Martin Luther wrote:
The world bears the Gospel a grudge because the Gospel condemns the religious wisdom of the world. Jealous for its own religious views, the world in turn charges the Gospel with being a subversive and licentious doctrine, offensive to God and man, a doctrine to be persecuted as the worst plague on earth.
As a result we have this paradoxical situation: The Gospel supplies the world with the salvation of Jesus Christ, peace of conscience, and every blessing. Just for that the world abhors the Gospel.
These Jewish-Christian fanatics who pushed themselves into the Galatian churches after Paul's departure, boasted that they were the descendants of Abraham, true ministers of Christ, having been trained by the apostles themselves, that they were able to perform miracles.
In every way they sought to undermine the authority of St. Paul. They said to the Galatians: "You have no right to think highly of Paul. He was the last to turn to Christ. But we have seen Christ. We heard Him preach. Paul came later and is beneath us. It is possible for us to be in error--we who have received the Holy Ghost? Paul stands alone. He has not seen Christ, nor has he had much contact with the other apostles. Indeed, he persecuted the Church of Christ for a long time."
When men claiming such credentials come along, they deceive not only the naive, but also those who seemingly are well-established in the faith.
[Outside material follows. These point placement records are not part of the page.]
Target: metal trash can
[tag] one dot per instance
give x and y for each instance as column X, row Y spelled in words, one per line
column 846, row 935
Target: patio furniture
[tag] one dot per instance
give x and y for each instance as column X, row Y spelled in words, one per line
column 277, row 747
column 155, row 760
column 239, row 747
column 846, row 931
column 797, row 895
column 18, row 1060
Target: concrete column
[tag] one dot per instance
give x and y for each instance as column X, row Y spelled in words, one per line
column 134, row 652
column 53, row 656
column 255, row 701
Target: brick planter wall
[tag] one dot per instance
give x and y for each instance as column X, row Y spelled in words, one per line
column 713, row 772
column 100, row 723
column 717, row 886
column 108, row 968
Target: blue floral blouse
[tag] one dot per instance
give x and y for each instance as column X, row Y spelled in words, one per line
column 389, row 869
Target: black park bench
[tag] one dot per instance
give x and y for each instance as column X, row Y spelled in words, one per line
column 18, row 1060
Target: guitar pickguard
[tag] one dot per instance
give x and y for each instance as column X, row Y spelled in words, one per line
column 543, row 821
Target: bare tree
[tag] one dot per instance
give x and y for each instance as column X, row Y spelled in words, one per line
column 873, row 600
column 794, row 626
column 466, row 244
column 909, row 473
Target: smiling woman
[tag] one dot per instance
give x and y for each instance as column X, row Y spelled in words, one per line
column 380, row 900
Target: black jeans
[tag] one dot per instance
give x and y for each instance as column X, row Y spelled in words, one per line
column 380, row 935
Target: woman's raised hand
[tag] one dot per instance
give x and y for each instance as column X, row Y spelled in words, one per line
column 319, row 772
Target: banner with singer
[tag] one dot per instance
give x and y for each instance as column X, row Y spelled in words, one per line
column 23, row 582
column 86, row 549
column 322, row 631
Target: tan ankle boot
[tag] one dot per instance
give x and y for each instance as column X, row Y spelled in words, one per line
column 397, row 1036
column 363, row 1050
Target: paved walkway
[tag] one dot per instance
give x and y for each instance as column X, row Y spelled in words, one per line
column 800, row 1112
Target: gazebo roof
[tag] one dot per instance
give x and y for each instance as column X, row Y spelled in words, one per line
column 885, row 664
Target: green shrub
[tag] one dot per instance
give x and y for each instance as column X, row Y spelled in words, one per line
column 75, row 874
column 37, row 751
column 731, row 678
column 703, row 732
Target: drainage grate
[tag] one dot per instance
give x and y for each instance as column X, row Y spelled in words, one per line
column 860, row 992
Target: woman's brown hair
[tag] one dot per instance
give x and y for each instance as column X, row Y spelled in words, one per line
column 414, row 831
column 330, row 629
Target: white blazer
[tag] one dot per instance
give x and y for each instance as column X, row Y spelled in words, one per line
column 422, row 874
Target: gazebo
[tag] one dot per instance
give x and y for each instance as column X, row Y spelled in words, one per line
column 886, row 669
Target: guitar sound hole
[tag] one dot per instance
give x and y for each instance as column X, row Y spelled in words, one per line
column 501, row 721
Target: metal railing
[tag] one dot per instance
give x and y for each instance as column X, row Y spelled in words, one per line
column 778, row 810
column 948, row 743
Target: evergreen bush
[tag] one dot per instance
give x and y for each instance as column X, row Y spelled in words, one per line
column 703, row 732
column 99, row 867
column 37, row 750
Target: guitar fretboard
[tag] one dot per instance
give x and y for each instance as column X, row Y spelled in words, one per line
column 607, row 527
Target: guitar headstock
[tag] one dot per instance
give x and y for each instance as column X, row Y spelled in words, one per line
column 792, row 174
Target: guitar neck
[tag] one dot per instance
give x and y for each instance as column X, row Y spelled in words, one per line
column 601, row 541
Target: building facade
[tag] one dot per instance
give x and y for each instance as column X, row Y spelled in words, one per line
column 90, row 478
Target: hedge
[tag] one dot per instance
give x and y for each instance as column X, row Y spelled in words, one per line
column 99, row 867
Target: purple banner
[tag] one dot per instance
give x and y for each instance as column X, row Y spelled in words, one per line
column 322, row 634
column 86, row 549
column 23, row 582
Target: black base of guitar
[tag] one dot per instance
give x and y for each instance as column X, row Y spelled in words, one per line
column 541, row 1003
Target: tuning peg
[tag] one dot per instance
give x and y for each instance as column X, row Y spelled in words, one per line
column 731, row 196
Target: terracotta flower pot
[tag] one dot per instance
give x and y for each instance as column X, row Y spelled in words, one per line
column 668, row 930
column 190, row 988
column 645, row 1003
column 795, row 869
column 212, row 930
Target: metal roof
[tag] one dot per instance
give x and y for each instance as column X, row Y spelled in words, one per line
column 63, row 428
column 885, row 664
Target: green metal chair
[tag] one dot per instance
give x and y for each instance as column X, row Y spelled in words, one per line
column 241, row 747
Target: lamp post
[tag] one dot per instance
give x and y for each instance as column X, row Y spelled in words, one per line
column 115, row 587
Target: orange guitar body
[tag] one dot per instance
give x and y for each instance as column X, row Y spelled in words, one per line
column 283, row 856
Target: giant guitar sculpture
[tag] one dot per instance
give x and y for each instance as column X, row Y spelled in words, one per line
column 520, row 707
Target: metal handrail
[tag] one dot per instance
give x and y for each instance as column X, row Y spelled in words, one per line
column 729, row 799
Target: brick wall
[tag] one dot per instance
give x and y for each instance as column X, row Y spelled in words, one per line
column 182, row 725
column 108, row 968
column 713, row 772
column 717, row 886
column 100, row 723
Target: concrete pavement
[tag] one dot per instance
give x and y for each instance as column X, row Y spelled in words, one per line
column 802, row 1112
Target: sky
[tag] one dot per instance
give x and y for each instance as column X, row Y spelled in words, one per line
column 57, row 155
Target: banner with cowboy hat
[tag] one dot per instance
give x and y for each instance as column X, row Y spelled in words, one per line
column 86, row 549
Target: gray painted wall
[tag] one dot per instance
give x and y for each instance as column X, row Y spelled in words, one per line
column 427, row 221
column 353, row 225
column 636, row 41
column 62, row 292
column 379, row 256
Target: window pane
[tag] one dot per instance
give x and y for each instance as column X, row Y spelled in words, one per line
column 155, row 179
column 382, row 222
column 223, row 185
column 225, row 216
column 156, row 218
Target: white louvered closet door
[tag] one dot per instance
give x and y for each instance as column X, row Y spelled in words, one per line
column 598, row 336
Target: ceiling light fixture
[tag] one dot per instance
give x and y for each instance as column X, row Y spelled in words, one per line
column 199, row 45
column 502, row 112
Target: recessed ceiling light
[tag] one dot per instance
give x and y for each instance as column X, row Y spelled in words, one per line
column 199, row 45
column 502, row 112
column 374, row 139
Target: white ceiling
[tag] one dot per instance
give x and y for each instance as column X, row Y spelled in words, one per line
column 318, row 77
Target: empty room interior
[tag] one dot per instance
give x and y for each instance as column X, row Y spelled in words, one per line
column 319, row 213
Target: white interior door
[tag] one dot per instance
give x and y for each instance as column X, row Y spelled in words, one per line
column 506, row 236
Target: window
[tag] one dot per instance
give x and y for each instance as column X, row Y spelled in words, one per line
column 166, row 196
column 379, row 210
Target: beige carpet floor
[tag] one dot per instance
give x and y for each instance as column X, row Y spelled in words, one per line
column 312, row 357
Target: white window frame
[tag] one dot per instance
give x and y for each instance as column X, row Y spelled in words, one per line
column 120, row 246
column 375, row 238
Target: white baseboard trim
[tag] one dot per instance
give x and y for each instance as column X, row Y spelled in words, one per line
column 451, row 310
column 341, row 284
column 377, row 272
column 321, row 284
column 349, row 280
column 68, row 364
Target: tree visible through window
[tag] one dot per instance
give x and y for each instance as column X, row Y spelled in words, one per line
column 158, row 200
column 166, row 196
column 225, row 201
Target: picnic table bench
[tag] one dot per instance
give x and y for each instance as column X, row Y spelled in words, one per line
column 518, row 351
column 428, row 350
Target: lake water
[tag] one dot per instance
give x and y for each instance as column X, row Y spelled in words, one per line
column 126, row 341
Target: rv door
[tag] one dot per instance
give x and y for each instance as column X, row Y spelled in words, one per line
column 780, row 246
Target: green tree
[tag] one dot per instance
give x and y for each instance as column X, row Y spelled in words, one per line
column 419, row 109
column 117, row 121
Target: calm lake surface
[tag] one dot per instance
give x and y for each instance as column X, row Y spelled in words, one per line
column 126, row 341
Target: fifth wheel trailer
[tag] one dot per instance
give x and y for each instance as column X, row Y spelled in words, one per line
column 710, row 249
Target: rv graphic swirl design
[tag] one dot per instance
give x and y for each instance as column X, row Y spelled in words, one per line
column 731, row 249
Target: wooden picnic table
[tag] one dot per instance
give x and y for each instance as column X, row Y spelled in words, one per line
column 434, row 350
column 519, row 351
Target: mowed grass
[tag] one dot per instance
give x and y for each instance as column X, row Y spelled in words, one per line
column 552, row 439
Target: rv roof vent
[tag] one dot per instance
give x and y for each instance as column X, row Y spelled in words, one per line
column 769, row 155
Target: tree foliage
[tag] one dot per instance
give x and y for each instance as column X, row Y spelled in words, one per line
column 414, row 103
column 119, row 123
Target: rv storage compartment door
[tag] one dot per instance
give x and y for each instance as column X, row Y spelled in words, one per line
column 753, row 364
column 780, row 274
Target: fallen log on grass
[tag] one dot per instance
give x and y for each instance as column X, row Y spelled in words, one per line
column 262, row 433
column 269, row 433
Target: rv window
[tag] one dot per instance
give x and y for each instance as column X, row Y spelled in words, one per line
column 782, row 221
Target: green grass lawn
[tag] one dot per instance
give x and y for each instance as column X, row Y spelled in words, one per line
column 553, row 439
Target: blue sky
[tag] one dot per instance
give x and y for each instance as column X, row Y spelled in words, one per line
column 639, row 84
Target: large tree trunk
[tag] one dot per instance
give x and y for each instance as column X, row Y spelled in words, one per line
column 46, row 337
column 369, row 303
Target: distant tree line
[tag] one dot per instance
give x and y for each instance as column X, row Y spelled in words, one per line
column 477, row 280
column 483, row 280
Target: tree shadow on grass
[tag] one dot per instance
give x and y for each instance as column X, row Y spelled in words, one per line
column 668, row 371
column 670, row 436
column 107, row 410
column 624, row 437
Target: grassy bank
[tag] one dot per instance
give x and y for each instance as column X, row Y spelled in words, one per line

This same argument is used by the papacy. "Do you suppose that God for the sake of a few Lutheran heretics would disown His entire Church? Or do you suppose that God would have left His Church floundering in error all these centuries?" The Galatians were taken in by such arguments with the result that Paul's authority and doctrine were drawn in question.
Against these boasting, false apostles, Paul boldly defends his apostolic authority and ministry. Humble man that he was, he will not now take a back seat. He reminds them of the time when he opposed Peter to his face and reproved the chief of the apostles.
Paul devotes the first two chapters to a defense of his office and his Gospel, affirming that he received it, not from men, but from the Lord Jesus Christ by special revelation, and that if he or an angel from heaven preach any other gospel than the one he had preached, he shall be accursed.

TABLE TALK
1.   DO YOU REMEMBER WHEN/WHERE YOU FIRST HEARD THE GOSPEL?  DO YOU REMEMBER WHAT YOU THOUGHT?
2.   CAN YOU COMPLETELY AND HONESTLY SAY YOU FEEL SAVED BY GRACE AND NOT BY WORKS?  DO YOU FEEL COMPLELLED TO DO WORKS?